Antarctica

No place on Earth compares to this vast white wilderness of elemental forces: snow, ice, water, rock. Antarctica is simply stunning.

Adventure

Antarctica’s surreal remoteness, extreme cold, enormous ice shelves and mountain ranges, and myriad exotic life forms invariably challenge you to embrace life fully. Everyone – scientist, support worker, government official and tourist – who comes to this isolated continent, must ‘earn’ it, whether by sea voyage or flight. Ice and weather, not clocks and calendars, determine the itinerary and the timetable of all travel here. Today, it’s even possible for visitors to climb Antarctic peaks or kayak icy waters. But there is nothing quite like the craggy crevasses of a magnificent glacier or the sheer expanse of the polar ice cap.

Wildlife

Preserved by the Antarctic Treaty, Antarctica is home to some of the world’s most extraordinary species.
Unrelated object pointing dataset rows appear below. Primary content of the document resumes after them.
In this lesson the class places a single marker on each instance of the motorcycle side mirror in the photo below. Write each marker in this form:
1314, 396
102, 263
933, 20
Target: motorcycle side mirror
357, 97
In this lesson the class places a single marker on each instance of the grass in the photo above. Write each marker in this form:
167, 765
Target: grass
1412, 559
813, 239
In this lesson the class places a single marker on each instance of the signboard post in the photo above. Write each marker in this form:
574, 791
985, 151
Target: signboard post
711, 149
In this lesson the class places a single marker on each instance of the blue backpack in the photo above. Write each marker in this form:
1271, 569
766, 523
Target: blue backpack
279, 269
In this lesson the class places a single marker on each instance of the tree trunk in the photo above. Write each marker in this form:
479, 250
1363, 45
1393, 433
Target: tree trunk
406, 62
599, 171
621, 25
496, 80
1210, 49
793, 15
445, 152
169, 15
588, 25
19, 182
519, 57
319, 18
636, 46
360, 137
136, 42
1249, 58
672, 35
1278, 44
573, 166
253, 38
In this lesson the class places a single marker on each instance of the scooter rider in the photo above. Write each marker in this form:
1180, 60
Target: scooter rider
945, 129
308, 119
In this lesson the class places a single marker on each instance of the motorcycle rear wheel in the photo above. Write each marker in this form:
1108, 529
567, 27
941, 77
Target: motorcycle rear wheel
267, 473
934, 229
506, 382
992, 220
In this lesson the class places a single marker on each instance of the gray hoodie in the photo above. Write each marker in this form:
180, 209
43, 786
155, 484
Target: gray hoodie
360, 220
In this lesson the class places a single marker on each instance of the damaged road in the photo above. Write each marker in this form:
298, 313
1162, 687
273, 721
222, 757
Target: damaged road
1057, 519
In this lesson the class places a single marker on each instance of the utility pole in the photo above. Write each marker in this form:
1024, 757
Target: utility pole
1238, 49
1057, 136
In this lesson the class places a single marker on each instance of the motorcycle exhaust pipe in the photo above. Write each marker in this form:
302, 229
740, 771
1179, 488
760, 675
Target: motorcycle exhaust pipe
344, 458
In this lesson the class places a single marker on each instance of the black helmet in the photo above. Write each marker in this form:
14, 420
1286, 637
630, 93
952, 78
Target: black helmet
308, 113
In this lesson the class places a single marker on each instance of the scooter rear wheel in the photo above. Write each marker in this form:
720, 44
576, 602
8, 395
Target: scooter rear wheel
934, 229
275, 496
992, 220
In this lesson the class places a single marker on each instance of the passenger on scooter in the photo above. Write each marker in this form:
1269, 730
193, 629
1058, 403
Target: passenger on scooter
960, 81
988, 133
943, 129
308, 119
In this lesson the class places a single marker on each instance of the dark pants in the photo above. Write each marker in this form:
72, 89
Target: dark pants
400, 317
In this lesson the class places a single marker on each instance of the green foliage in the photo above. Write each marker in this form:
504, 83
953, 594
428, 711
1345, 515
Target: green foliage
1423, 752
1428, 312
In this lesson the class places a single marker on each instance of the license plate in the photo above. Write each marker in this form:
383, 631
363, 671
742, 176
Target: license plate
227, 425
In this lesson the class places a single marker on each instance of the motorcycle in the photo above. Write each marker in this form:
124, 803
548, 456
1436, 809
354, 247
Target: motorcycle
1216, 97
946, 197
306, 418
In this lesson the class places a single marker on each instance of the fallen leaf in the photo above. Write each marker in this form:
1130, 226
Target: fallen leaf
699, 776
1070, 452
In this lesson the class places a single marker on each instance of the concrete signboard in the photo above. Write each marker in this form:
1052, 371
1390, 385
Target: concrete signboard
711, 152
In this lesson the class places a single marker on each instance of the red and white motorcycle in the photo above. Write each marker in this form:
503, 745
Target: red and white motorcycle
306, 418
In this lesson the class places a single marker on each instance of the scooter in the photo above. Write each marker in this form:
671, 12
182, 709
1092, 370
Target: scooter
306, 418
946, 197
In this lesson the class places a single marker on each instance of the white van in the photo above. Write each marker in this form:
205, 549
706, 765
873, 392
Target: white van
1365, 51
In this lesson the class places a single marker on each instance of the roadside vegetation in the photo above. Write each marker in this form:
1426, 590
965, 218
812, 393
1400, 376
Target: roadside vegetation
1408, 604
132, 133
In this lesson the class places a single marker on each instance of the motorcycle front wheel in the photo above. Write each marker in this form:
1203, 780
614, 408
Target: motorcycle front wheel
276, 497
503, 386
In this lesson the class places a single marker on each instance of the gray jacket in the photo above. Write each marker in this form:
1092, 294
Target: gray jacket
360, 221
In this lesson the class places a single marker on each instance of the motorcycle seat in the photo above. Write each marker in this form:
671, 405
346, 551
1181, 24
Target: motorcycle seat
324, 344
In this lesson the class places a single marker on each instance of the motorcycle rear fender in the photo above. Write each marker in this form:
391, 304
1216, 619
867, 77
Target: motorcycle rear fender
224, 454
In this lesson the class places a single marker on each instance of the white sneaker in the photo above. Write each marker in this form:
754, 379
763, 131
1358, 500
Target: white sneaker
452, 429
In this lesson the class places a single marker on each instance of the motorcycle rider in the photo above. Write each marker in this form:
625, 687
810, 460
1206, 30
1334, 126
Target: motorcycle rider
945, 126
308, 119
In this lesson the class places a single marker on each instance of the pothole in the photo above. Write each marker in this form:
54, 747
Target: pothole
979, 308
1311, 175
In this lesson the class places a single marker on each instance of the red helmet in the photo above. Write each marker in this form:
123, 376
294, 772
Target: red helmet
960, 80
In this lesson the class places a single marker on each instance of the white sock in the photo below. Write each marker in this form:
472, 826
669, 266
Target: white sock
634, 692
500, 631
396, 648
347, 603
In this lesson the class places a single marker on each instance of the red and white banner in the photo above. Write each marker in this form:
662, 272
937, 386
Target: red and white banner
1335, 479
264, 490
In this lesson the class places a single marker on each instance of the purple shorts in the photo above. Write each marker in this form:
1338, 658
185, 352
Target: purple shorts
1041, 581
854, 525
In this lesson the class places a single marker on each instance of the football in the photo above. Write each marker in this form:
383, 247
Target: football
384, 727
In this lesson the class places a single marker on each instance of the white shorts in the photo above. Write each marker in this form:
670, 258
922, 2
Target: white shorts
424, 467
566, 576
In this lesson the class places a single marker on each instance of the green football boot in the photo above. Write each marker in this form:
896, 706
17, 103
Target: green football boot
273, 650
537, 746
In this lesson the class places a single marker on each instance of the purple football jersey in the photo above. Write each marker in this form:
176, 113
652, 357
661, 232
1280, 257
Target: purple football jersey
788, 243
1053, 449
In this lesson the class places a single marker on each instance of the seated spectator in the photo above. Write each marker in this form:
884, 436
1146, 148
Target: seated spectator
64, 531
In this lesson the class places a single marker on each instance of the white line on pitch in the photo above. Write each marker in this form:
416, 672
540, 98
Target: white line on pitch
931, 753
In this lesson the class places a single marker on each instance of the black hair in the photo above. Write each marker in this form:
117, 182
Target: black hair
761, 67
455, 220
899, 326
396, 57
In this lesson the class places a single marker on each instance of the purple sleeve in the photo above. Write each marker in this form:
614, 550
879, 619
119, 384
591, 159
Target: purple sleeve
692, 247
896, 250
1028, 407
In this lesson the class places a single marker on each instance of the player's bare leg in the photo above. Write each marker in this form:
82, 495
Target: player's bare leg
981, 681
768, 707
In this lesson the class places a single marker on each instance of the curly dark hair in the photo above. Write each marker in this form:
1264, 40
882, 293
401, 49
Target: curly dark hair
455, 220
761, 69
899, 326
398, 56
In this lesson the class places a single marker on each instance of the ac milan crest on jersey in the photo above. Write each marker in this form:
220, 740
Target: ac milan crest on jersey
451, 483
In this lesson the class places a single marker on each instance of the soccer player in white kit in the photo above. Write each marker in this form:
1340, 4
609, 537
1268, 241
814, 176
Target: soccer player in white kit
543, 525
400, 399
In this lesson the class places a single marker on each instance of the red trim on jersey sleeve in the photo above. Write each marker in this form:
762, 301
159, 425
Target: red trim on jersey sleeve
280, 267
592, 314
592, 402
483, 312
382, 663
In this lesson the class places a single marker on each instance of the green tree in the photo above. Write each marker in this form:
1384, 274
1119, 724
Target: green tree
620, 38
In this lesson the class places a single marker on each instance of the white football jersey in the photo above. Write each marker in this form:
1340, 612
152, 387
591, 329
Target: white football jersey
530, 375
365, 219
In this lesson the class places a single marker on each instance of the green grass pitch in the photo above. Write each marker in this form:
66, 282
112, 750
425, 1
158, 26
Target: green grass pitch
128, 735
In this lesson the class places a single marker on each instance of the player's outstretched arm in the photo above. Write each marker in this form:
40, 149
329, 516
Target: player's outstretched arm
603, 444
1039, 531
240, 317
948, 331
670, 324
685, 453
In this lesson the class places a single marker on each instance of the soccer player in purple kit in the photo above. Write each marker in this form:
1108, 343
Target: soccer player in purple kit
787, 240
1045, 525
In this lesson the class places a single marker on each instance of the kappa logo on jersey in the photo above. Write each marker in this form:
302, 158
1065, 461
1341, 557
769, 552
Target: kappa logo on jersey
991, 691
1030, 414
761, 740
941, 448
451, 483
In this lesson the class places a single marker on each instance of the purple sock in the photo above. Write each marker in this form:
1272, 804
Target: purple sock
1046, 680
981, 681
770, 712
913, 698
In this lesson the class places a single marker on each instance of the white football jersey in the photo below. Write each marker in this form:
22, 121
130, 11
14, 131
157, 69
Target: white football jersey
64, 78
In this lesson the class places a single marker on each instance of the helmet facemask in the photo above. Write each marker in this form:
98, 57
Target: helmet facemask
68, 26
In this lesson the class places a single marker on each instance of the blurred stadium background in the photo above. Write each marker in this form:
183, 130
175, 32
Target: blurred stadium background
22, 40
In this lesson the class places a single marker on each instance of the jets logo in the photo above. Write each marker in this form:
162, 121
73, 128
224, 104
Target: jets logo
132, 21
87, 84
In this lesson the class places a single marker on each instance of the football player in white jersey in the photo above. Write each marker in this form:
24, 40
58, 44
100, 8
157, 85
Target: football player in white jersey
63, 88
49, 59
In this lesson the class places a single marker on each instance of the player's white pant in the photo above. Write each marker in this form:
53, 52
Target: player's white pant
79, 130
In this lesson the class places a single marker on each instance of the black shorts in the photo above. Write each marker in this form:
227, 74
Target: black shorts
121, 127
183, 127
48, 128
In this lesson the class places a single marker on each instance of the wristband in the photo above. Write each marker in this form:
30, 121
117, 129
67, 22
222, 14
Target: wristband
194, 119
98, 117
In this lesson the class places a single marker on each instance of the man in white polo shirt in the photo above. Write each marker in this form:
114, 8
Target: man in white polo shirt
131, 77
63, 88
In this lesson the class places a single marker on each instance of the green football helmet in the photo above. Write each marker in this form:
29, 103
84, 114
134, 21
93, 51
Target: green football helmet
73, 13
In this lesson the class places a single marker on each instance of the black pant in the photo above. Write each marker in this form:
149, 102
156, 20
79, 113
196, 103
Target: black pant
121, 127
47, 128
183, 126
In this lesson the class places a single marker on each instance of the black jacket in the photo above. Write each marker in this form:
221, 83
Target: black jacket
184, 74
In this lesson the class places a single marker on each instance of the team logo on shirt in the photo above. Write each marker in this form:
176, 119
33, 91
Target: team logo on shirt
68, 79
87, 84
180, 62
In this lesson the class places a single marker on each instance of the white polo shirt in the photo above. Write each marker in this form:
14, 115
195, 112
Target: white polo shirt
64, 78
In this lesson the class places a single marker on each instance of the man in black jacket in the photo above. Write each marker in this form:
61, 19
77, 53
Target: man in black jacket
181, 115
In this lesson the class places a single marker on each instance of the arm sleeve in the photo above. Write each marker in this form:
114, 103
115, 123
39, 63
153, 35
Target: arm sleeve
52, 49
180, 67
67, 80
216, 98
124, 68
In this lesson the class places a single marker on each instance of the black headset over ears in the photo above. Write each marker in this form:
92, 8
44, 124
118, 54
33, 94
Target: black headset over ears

Some, such as the enormous whales, migrate from afar, while others, including the Weddell seal and emperor penguin, remain close to the continent. Millions of seabirds skim the Southern Ocean, the world’s most abundant, and species such as albatrosses and petrels circle the waters. Wildlife is generally unafraid of humans: visitors usually elicit no more than an uninterested yawn from seals and penguins focused on their young.